When I was very small, up to the age of three or four, I was very fond of the color red. I would ask my parents to buy red things for me. I would insist that everything I wear, carry, be red. I wore a red hat, carried a red basket, etc.
Then, at a certain time, I realized with a cognitive shock that red was meant to be the color for girls in the cultural context. I was very ashamed and abandoned my color preference.
When I went to the kindergarden, at the age of 5, there was a choice between normal milk and coffee flavored milk at lunch time. Parents would make the kids bring either a white bag or a red bag, with some small coins in it, to indicate the choice.
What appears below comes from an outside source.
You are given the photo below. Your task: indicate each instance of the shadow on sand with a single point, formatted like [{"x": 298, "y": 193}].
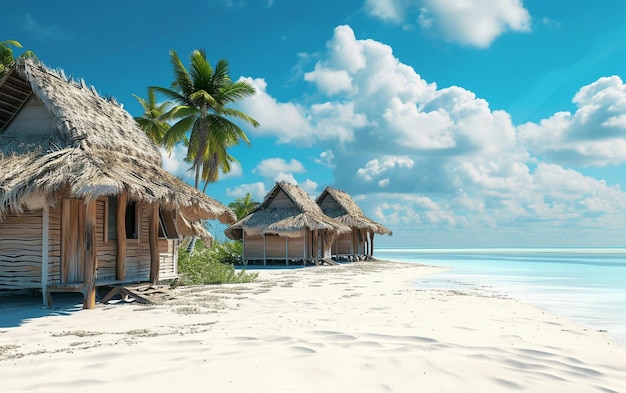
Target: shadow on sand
[{"x": 16, "y": 309}]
I very much liked the coffee flavored milk. However, my mother, probably caring for my health, did not allow it. I would always bring the white bag, and have normal milk. I envied my friends who brought the red bags and enjoyed the coffee flavored variety.
As I remember these things in the past, the significance changes like a living and trembling water. The past is not fixed. It transfigures in its significance as one looks back, constantly rewritten and relived, metamorphoses leading to fresh insights and reincarnations. One can experience life many times over, discovering meanings and joys, by reflecting on one's own past, smiling and crying.
Through self-referential ponderings, red has entered into the sacred shrine of my soul. When I see a rose, an apple, the setting sun, reverberations enrich and shake the tiny remembrance stone in my core.